Enter community banks. By understanding the unique circumstances facing local small businesses, you can play a crucial role in filling their financing gaps—and ensure they remain open to serve the communities that depend on them. Keep in mind that even if small businesses don’t meet stringent loan criteria, they might still be highly qualified for a loan. (They might even be the next Chobani.)
As the economy ramps up, businesses will need capital in order to continue serving their customers. Here’s how community banks can help meet their needs.
Lending in 2021 means being accessible and accommodating.
Expand loan criteria: As a small bank, you’re naturally worried about taking on risky borrowers. It makes sense, then, that small business loan applicants tend to be turned down due to low credit scores or insufficient credit history. But typical lending metrics aren’t really useful for determining the viability of a business that just survived a pandemic and might have amassed more debt than usual. Instead of basing a loan decision entirely on an applicant’s credit score, tax returns, or other arbitrary measures, consider expanding what creditworthiness looks like. For small businesses, including cash flow and overall assets can help community banks expand their pool of potential applicants without taking on additional risk.
Leverage current customer relations: As a small bank, you have community ties and local knowledge. That translates into trustworthiness, giving you an advantage when reaching out to current banking customers to offer pre-approvals. Have an existing merchant processor relationship with small business owners as well? Even better. With a deep sense of a client’s revenue and cash flow, you’re better poised to anticipate lending needs and potentially offer pre-approvals.
Digitize the application process: Outdated procedures can lead to higher operational costs, decreased productivity, and lost revenue. Process more loans in less time—and make sure your customers are satisfied with the speed and efficiency you have to offer. Otherwise, you risk scaring off small business owners who either fear rejection or simply don’t have time to complete paper applications.

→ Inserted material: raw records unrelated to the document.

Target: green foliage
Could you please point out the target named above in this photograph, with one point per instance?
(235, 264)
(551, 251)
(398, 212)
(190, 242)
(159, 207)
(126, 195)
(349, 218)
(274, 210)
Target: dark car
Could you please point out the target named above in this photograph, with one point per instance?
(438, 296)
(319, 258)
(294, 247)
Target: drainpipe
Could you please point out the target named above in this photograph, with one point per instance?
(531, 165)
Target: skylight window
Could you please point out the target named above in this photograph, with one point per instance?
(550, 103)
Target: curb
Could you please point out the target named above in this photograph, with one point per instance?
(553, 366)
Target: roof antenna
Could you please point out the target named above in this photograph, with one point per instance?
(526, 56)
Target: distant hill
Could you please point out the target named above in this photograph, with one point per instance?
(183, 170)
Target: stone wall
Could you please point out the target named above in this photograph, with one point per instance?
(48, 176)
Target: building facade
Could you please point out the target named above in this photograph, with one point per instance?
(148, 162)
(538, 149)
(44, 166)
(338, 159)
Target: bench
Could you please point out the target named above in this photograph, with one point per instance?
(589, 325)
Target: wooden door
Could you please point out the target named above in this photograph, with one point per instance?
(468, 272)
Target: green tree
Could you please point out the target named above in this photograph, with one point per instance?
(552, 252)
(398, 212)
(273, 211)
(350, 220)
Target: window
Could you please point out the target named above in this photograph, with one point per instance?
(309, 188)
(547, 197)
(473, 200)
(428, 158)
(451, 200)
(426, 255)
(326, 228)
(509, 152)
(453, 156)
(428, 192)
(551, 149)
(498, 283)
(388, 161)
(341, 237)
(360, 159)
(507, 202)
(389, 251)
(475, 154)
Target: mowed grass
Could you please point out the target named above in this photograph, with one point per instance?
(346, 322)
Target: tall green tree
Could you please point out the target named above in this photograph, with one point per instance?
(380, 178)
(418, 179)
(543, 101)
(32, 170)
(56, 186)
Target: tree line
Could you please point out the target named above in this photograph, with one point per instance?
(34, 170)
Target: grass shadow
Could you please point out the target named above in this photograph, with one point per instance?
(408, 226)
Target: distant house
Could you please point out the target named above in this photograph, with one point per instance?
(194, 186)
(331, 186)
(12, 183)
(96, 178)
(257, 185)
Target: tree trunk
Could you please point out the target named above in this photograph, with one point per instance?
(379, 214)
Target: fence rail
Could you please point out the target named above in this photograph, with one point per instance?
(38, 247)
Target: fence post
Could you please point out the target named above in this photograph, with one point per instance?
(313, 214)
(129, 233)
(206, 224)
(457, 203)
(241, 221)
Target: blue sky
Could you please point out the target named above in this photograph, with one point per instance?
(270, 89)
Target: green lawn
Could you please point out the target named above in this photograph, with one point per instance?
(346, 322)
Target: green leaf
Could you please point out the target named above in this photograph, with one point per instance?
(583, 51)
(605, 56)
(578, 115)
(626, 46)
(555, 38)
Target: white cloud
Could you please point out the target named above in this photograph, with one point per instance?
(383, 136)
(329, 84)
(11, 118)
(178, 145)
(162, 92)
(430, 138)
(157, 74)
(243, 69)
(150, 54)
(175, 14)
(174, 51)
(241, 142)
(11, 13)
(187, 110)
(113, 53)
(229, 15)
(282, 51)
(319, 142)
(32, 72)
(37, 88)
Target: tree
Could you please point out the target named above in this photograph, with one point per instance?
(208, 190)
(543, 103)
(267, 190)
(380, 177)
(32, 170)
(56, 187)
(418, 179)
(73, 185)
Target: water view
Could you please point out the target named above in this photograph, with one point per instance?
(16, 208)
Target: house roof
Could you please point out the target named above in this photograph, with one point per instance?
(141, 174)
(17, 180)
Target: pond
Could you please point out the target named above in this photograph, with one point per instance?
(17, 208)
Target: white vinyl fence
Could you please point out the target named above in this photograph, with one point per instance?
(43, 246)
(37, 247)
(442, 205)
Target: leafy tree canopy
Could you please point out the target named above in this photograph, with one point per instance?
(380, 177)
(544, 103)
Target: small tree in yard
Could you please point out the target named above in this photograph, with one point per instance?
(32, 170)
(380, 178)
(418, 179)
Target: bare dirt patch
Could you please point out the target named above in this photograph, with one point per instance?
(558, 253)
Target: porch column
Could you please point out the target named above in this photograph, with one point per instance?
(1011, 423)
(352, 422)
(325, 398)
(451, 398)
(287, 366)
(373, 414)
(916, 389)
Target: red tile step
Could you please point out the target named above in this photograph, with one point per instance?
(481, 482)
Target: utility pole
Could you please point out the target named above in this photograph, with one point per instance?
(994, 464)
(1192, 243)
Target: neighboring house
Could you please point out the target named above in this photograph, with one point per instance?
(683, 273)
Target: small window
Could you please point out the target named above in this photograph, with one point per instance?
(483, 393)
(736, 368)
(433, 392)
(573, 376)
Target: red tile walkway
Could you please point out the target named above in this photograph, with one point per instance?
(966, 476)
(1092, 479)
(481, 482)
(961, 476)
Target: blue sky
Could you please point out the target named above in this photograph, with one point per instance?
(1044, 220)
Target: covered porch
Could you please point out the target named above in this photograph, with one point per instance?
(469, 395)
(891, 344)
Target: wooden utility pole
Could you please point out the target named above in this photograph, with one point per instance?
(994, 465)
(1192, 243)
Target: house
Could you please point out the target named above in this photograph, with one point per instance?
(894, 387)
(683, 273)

Offer flexibility: By deploying cash faster and in small increments, community banks are better able to respond to the news and monitor the business cycles of small businesses, while also mitigating their own risk. The shorter the time between approval and loan disbursement the better—and in many cases, 24 hours is the new standard. Flexibility applies to repayment options as well: give business owners the advantages of a manageable repayment plan and steady cash flow. Plus, it helps struggling small businesses build up their credit, making them viable candidates for bigger, long-term loans down the line—and they’re more likely to stick with your bank if you’ve made their lives (and repayment) a bit easier.
The reality is that systemic barriers don’t have to get in the way of small businesses accessing much-needed funding. Small banks are primed to meet the needs of their evolving customer base, and help to reinvigorate the economy.